Isla de Mona is the third-largest island of the Puerto Ricanarchipelago, after the main island of Puerto Rico. It is the largest of three islands located in the Mona Passage, a strait between the Dominican Republic and Puerto Rico, the others being Monito Island and Desecheo Island. The island is a natural reserve and, though there are no native inhabitants, rangers from the island’s Department of Natural and Environmental Resources reside on the island to manage visitors and take part in research projects.

El Corazón del Caribe research project is an ongoing research program of the British Museum in collaboration with the governments of Cuba, Dominican Republic and Puerto Rico building on the long standing research of Dr Jago Cooper (curator of the Americas in the department of Africa, Oceania and the Americas in 2012) and Co-Director Dr Alice Samson McDonald Institute for Archaeological Research, University of Cambridge).

In May, Dr Jago Cooper and Dr Alice Samson flew to the Caribbean to conduct an exploratory research in an uninhabited national park on the island of Mona in Puerto Rico.

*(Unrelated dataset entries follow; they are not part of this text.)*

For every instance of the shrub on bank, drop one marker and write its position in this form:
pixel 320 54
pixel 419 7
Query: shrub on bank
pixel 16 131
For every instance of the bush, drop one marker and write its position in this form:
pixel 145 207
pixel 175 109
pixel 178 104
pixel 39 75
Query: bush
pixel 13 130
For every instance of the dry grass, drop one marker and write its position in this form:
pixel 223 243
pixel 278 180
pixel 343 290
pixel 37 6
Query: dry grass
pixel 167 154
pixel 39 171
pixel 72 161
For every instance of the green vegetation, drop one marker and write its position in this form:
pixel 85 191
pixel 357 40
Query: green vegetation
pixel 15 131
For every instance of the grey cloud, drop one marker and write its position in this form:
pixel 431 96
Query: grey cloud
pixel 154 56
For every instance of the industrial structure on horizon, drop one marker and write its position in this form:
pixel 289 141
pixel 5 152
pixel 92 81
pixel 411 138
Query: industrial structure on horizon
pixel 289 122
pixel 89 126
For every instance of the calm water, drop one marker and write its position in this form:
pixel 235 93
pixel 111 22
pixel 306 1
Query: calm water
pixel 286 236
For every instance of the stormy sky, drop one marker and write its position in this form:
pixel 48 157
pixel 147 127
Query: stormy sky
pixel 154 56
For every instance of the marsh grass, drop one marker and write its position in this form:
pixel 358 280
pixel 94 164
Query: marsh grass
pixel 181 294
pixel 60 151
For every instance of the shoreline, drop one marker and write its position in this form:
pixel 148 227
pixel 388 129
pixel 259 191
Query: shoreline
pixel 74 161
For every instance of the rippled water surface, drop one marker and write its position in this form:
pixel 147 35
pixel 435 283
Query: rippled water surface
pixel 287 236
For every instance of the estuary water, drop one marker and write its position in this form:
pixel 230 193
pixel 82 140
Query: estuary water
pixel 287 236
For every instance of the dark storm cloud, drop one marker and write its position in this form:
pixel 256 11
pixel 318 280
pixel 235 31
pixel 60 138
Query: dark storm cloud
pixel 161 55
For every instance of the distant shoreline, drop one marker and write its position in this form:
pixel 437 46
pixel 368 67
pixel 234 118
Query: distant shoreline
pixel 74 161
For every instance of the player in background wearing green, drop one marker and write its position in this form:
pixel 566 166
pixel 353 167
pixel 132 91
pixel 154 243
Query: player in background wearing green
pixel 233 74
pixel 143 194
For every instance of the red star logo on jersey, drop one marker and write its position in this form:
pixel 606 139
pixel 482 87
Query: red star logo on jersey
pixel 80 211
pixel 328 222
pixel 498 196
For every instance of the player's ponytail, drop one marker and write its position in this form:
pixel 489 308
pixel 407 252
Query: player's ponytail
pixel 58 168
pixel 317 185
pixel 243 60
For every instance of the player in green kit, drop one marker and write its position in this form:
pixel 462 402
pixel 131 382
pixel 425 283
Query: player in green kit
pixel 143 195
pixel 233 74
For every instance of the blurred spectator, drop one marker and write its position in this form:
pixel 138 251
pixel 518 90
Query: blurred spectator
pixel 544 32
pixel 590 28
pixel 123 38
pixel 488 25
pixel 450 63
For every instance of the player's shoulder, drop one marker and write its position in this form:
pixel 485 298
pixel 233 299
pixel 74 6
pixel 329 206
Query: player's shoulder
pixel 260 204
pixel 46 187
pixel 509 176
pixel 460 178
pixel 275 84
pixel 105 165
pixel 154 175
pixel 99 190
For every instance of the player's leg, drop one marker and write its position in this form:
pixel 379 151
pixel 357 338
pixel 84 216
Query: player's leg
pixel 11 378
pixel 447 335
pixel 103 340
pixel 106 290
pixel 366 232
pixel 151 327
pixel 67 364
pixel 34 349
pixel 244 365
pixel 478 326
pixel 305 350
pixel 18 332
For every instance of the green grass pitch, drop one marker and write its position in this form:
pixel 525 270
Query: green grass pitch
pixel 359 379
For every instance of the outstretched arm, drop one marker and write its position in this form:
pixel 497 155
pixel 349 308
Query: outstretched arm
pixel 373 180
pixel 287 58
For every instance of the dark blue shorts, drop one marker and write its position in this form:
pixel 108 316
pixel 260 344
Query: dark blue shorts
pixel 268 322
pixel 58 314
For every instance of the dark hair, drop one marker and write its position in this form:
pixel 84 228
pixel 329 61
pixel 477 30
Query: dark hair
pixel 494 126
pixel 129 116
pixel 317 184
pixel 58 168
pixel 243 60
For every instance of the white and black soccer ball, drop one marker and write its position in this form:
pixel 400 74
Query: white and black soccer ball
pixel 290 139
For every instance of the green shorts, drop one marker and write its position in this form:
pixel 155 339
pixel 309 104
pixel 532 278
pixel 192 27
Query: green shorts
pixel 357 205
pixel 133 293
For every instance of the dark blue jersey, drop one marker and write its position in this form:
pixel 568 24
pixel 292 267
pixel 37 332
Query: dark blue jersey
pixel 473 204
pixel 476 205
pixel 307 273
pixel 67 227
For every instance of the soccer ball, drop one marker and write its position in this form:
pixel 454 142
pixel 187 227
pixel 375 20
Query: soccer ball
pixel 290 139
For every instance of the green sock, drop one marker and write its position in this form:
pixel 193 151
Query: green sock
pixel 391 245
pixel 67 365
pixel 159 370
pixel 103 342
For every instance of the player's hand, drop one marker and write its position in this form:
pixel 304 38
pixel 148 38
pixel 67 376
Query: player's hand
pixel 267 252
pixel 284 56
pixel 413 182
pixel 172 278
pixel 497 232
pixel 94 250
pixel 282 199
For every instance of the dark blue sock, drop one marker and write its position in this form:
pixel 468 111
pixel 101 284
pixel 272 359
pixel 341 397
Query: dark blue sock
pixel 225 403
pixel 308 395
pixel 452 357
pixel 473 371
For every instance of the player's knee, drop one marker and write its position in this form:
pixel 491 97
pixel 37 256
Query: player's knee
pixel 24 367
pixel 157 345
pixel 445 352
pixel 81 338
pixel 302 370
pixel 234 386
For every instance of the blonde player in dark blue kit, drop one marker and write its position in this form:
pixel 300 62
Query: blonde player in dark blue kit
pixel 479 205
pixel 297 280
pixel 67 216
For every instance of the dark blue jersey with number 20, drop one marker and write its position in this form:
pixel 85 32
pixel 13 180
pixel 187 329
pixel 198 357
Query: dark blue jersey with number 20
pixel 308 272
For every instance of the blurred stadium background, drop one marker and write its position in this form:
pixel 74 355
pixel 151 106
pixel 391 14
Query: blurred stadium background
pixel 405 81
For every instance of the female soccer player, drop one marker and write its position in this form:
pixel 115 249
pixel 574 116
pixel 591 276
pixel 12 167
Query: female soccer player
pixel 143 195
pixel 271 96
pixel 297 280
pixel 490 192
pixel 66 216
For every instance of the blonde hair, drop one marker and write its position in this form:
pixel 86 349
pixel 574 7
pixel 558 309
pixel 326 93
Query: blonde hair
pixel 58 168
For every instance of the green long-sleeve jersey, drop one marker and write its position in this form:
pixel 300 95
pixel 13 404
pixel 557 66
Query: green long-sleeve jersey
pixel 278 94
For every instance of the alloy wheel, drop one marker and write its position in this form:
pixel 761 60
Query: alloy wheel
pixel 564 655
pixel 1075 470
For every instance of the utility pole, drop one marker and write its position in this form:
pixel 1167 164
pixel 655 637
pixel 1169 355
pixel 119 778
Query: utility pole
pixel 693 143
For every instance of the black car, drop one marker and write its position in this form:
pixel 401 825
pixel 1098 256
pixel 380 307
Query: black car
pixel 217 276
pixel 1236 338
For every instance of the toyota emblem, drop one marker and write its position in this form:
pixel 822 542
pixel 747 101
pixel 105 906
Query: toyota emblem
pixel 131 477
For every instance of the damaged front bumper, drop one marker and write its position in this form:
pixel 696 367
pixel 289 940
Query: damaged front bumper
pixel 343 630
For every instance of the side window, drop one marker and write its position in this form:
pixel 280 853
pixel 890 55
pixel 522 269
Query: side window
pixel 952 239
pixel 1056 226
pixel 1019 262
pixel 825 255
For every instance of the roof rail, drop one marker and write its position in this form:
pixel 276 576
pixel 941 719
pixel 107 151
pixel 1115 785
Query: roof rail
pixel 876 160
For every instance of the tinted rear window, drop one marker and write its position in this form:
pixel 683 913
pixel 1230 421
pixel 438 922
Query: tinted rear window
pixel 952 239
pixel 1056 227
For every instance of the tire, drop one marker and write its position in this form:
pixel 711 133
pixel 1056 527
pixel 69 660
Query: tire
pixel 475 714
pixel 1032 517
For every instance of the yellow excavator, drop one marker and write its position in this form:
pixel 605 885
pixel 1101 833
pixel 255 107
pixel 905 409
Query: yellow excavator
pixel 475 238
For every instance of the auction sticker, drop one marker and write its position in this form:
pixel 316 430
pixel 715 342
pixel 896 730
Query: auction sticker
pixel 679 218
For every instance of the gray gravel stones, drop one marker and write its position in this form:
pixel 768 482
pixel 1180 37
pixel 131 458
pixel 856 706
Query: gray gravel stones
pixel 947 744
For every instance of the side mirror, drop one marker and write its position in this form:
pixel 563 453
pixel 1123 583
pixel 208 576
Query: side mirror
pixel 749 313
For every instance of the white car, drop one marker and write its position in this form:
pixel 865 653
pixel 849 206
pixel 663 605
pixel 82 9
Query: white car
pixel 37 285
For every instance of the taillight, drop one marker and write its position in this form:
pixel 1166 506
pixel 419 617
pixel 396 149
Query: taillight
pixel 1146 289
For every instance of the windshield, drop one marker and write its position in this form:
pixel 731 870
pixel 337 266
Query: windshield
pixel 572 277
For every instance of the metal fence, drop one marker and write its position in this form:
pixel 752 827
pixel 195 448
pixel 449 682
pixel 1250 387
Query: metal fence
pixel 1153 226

There the two researchers found more than they planned or expected, as Dr Cooper writes.

“Alerted to the potential presence of archaeological sites dating to the pre-Columbian period (prior to AD 1492 when Christopher Columbus first arrived in the Americas) by National park manager Tony Nieves, we went to take a look. We discovered extensive pre-Columbian mining and artistic practices deep inside caves, with an astonishing abundance and diversity of new rock art including pictographs and finger-incised designs representing abstract, human and animal images.

“Designs, which cover the walls and ceilings of hundreds of metres of the darkest caverns and tunnels across the island were executed by the application of pigments to cave walls, and by previously undocumented techniques such as incising and dragging fingers through the very soft, plaster-like deposit on the cave walls. This particular technique left white trails of surprising freshness, complexity and elaborateness.

“Strikingly the technique also appears to have been a way of harvesting the soft deposit on the cave walls as is attested by the vigorous finger scratching across large expanses of cave surfaces in all of the sites we visited. These extractive activities, or evidence for ancient mining, rather than being indiscriminate movements, were systematic and deliberate actions leaving complex designs.

“Alongside Dr Samson I’m working in collaboration with the Department of Natural and Environmental Resources and the Institute of Puerto Rican Culture to develop a project to study the pre-Columbian archaeology of the island and protect this unique Caribbean heritage. Many of the caves we explored have not been visited since guano (essentially bat excrement, a very effective fertilizer) miners working there downed tools 120 years ago, leaving the ruins of railway tracks, wagons and sometimes their initials on the cave walls.

“The caves are incredibly well preserved sites, but are at very high risk of future destruction due to the soft texture of the walls and confined spaces for visitors to gain access.

“The evidence we found not only dramatically expands our repertoire of pre-Columbian iconography, but has the potential to change understandings of past cave use in this area at this time, as well as traditional definitions of rock art”.

About the research project

Through archaeological fieldwork in the islands of the Caribbean, this project is focusing on the development of larger and more complex societies before the arrival of Europeans in AD 1492 (the pre-Columbian period) and the lessons this can provide to people living in the region today.

Survey, excavation and material analyses at selected case study sites will bring together students from Cuba, Dominican Republic, Puerto Rico and the United Kingdom. These fieldwork projects aim to develop the research skills and experience necessary to help build the next generation of archaeologists, heritage managers and museum curators in the region.

The case study sites have been selected to address two core research areas:

Climate change – how can 6,000 years of human experience of climate variability and environmental change be used to inform and improve current community resilience to the impending impacts of modern climate change?

Cultural identity – to what extent can new perspectives of multi-ethnic and multi-cultural communities in the pre-Columbian Caribbean and the intensive interaction networks in the region these are built upon, inform current community perspectives on identity and cultural heritage?